A A+ A++

O czym rozmawiali w Olsztynie ci wszyscy młodzi ludzie, którzy tam przyjechali?

– Pierwszorzędnym tematem był oczywiście klimat i pewna odpowiedzialność za naszą planetę, drugim równość małżeńska, a trzecim prawa kobiet. I wzięcie na siebie odpowiedzialności za Polskę. Ci ludzie są na to gotowi i o tym właśnie rozmawiali. Ten obraz Campusu, jaki próbuje się przedstawiać w niektórych mediach i jaki rozpowszechniają niektórzy politycy, szczególnie Lewicy, jest mocno wypaczony. Ci, którzy twierdzą, że panele i dyskusje na Campusie to są spotkania z jakimiś dinozaurami, przedstawiają to, co się tu dzieje, w krzywym zwierciadle. Jak się tu pobędzie kilka dni, to widać jakąś niesamowitą energię. Ja tu po prostu widzę Polskę przyszłości. Najczęściej widać ją pod sceną, wśród uczestników, którzy zadają zaproszonym gościom prowokacyjne pytania, bardzo mądre. Słuchanie ich to czysta przyjemność.
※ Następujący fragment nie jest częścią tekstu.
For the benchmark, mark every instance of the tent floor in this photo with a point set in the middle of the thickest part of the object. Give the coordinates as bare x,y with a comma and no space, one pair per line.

Czego się o nich dowiedziałeś?

– Bardzo ciężko używać dużych kwantyfikatorów, bo to zawsze jest wybiórcze i niereprezentatywne, ale z rozmów, które tu odbyłem, widać, że ci młodzi ludzie są w większości pewni siebie i tego, co robią. To jest taka próbka polskiej młodej elity. To są ludzie, którzy już w dużym stopniu są przygotowani, żeby się angażować w życie publiczne, brać sprawy w swoje ręce, często zresztą już to robią. Nie mają żadnych kompleksów, są bardzo mili, grzeczni i uprzejmi. Jak się z nimi porozmawia, to widać, że naprawdę są na bieżąco, mają swoje specjalności, dziedziny, w których się ich nie zagnie, raczej to oni mogą zagiąć ciebie. To jest dość niespotykane. Moje doświadczenia z różnego rodzaju konferencji są takie, że zwykle takie spotkania są raczej pretekstem do rozmów w kuluarach. Tu jest zupełnie inaczej. Uczestnicy przychodzą na dyskusję i dla tej dyskusji, po to, żeby się w nią zaangażować. Zawsze jest las rąk, zawsze jest więcej chętnych do zadawania pytań niż czasu na udzielenie odpowiedzi. I, co ciekawe, to są młodzi ludzie o bardzo różnych poglądach. Ja tutaj widzę liberałów, lewicę, może nawet centroprawicę. Ale są rzeczy, które ich łączą, może w jakimś sensie pokoleniowe.

Na przykład co?

– Widać, że oni nie znoszą takiego dziaderskiego pitolenia, takiego poczucia wyższości, traktowania ich instrumentalnie albo jak dzieci. To bardzo wychodzi w tych dyskusjach. Oni mają na przykład różne poglądy na podatki, ale w niektórych sprawach, takich jak przyszłość planety, klimat, absolutnie jest konsensus, z jakimiś tylko różnicami w intensywności. Rozmowy z nimi, obserwowanie ich to jest niezwykle ciekawe doświadczenie.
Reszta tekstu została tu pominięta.